Olivier Megaton, the French action-movie director with the impossibly perfect self-chosen name, is best known for his team-player contributions to Luc Besson’s once-prolific EuropaCorp. Specifically, he’s the auteur behind the internet-famous moment from Taken 3, where around a dozen cuts are utilized to depict Liam Neeson hopping a fence. With The Last Days Of American Crime, Megaton has parted with EuropaCorp and cleaned up his act—or at least his edits. The action is cleaner, clearer, and less jittery; the stylized cinematography has plenty of backlighting, lens flares, and red glow, but looks composed rather than frenzied. Instead of cutting his work into a blur, Megaton finds another path to overkill: distending a B-movie plot into a straggly 150-minute epic of double-crosses and dubiously sourced explosions.
Yet even with a full two and a half hours at its disposal, The Last Days Of American Crime still opens with paragraphs of narrated exposition. Some of it is in the fine B-movie tradition of expediently laying out a ridiculous but tantalizing premise: The United States is on the brink of rolling out the “American Peace Initiative,” a signal beamed across the country that inhibits people from knowingly committing any crimes. This looming deadline has hastened a dystopia somewhere between The First Purge and Minority Report, as citizens run wild with the knowledge that in a few days they’ll be physically unable to set fires, shoot people, or dance topless on top of parked cars.
The movie doesn’t make clear where, exactly, in the neurochemical process the signal takes effect, or whether it requires an extensive knowledge of legal minutiae for full effectiveness. This vagueness might not matter if the story moved along without bogging itself down in less interesting details, like the backstory of Graham Bricke (Edgar Ramírez), a career criminal whose brother has recently died in prison. Bricke is approached by Kevin Cash (Michael Pitt), the wayward son of another career criminal, who proposes a daring last-minute heist. Cash’s girlfriend, Shelby Dupree (Anna Brewster), positioned as a Besson-style supermodel/assassin but who is actually an expert hacker, will block the API signal just after it goes online, creating a window just long enough for Bricke and Cash to make off with a billion dollars and change and head to sweet Canadian freedom.
The film (or maybe the graphic novel source material) betrays a bizarre lack of confidence in its own logline by insisting that the characters must have motivations beyond money and the ticking clock of indefinite government control. For Cash, it’s a chance to step out of his father’s shadow; for Bricke, it’s supposed to count as revenge for his brother, a character who has roughly one minute of screen time before he’s dispatched to create a hollow rooting interest. Rarely have movie criminals seemed so woefully unfamiliar with the well-worn concept of one last big score.
For reasons beyond comprehension, Megaton has been afforded the opportunity to really luxuriate in his characters and atmosphere before the heist kicks into gear. The only actor who tries to take full advantage of this baggy screen time is Pitt. Looking and sounding a little like Jason Mewes, his every gesture, hesitation, repetition, and aside has the affect of a long showpiece monologue from a colorful side character who gets shot in the head after one scene. It’s not an especially funny or even coherent performance, but it livens up a movie where the rest of the acting consists largely of hollow-eyed bearded dudes glowering and/or screaming. Brewster is also marginally compelling for this reason, but she’s often stuck playing scenes opposite Ramírez, whose big moves here are staring dolefully and bleeding.

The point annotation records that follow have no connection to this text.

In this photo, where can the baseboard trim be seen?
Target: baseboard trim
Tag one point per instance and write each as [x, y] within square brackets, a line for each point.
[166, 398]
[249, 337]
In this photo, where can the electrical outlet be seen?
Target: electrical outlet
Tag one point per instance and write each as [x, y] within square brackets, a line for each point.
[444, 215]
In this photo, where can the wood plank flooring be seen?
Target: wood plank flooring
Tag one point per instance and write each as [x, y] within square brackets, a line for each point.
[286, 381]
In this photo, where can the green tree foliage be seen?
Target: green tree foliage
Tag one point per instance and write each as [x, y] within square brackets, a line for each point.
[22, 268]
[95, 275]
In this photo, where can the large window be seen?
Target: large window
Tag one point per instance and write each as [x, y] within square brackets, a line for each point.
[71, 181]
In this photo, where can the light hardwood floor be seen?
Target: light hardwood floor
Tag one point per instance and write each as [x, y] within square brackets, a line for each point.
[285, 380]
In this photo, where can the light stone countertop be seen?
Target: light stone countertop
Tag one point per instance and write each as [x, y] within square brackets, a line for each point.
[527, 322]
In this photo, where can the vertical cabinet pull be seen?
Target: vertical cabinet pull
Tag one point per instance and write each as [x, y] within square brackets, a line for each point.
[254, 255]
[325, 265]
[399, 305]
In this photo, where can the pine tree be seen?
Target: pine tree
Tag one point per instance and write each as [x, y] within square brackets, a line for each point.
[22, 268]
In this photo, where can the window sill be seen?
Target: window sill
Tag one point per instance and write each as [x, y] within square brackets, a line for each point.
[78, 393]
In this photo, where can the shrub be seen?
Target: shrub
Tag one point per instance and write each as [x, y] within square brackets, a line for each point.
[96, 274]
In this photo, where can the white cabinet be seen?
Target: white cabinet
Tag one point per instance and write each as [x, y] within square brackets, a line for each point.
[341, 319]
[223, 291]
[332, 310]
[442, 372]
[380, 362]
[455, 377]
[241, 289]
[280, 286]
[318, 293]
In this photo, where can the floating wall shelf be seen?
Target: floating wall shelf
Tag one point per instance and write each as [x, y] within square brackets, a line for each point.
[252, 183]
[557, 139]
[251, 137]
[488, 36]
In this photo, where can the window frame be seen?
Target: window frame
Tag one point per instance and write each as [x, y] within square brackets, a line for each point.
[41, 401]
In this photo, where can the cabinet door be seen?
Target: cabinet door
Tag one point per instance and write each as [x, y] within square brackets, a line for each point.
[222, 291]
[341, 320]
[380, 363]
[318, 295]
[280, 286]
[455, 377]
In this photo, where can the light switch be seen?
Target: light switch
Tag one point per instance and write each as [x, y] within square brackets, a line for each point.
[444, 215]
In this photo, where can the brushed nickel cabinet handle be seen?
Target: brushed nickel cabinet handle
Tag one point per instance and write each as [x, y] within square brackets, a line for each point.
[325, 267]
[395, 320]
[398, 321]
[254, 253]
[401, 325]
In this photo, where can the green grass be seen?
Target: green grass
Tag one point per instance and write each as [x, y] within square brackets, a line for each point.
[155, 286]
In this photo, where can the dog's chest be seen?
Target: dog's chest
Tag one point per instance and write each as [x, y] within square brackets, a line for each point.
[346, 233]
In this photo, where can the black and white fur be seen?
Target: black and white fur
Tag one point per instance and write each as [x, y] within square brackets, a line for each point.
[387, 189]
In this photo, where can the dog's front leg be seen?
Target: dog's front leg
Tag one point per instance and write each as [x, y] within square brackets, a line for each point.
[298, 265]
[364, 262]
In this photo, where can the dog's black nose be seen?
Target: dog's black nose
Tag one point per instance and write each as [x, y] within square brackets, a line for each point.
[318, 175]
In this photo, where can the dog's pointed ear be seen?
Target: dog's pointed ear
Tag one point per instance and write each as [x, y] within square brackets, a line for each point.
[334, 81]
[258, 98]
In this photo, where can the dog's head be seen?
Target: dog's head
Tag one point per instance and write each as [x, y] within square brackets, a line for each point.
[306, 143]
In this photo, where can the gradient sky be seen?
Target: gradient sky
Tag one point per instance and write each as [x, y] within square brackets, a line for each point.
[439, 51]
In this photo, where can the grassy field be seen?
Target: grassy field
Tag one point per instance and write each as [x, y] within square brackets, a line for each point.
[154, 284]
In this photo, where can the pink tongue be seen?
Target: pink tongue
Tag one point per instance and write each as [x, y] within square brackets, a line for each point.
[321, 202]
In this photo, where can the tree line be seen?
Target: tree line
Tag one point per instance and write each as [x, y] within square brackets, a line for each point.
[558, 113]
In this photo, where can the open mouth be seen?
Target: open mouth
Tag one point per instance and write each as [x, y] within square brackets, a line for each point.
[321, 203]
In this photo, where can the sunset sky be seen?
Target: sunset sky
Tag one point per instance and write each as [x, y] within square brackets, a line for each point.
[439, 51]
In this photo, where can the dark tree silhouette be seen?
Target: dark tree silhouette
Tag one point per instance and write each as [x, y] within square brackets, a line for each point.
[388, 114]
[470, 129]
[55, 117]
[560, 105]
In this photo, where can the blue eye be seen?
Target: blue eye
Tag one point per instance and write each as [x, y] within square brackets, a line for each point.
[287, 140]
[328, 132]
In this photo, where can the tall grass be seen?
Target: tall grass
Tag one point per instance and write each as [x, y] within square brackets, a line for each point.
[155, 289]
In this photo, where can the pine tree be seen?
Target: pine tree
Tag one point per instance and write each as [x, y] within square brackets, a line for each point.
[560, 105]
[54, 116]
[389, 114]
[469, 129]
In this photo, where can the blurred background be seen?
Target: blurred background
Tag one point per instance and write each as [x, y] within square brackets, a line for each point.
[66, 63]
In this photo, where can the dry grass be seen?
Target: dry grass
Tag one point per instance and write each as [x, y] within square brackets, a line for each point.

Don’t blame the actors, though, either for indulging themselves or checking out. When guns aren’t firing and tires aren’t screeching, the screenplay is a stew of garbled dialogue (“If this gunshot doesn’t kill me, your driving is”), questionable metaphors (the government is apparently “playing Jesus with people’s brains”), and ham-fisted commentary (whoa, did that sleazy criminal just switch his career to banking?!). The movie’s approach to the latter is embodied by Sharlto Copley, who plays a policeman in a dead-end subplot. His usual overacting freezes with uncertainty over whether he’s a delusional, overzealous lawman or a victim of government overreach, and the movie concludes by bravely asking, “Who cares?” Obviously it’s not fair to expect a movie to engage with current events as they unfold months after it was completed, but the filmmakers’ ideological muddle reads as cynically opportunistic as any of the actual characters.
In its final hour, The Last Days Of American Crime finally gets down to the business of its big heist, revealing both the propulsive entertainment value the filmmakers have been inexplicably stalling and the thinness of the whole enterprise. A late-going implication that the API could turn nihilism into a kind of superpower isn’t much of a twist in a movie where almost everyone already seems more or less amoral. Cash tries to telegraph this when he offers another jumbled maxim earlier on: “Sometimes you get to see the bullet that has your name on it. Sometimes everything is just bullshit.” Yeah, sometimes.